🤖 AI Summary
This work systematically evaluates the vulnerability of large language models (LLMs) to data poisoning attacks during preference learning. To this end, we introduce PoisonBench—the first benchmark tailored to this stage—covering 21 mainstream LLMs and eight realistic scenarios, and evaluating two classes of poisoning attacks. Methodologically, we construct poisoned samples from real-world preference data, and employ response bias detection, trigger generalization testing, and cross-model robustness analysis.
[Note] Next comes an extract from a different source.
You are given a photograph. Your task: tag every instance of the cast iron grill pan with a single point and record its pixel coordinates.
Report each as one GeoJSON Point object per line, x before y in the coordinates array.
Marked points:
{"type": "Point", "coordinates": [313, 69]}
Key findings include: (i) model parameter count exhibits no positive correlation with poisoning resistance; (ii) poisoning efficacy grows log-linearly with poison ratio; and (iii) attack effects generalize to unseen triggers. Experiments reveal that all evaluated models are significantly vulnerable—even 0.1% poisoned data induces observable harmful outputs—and smaller models are not inherently more susceptible. These results expose fundamental weaknesses in preference learning and establish the first quantitative baseline for defense research.
📝 Abstract
Preference learning is a central component for aligning current LLMs, but this process can be vulnerable to data poisoning attacks. To address this concern, we introduce PoisonBench, a benchmark for evaluating large language models' susceptibility to data poisoning during preference learning. Data poisoning attacks can manipulate large language model responses to include hidden malicious content or biases, potentially causing the model to generate harmful or unintended outputs while appearing to function normally. We deploy two distinct attack types across eight realistic scenarios, assessing 21 widely-used models. Our findings reveal concerning trends: (1) Scaling up parameter size does not inherently enhance resilience against poisoning attacks; (2) There exists a log-linear relationship between the effects of the attack and the data poison ratio; (3) The effect of data poisoning can generalize to extrapolated triggers that are not included in the poisoned data. These results expose weaknesses in current preference learning techniques, highlighting the urgent need for more robust defenses against malicious models and data manipulation.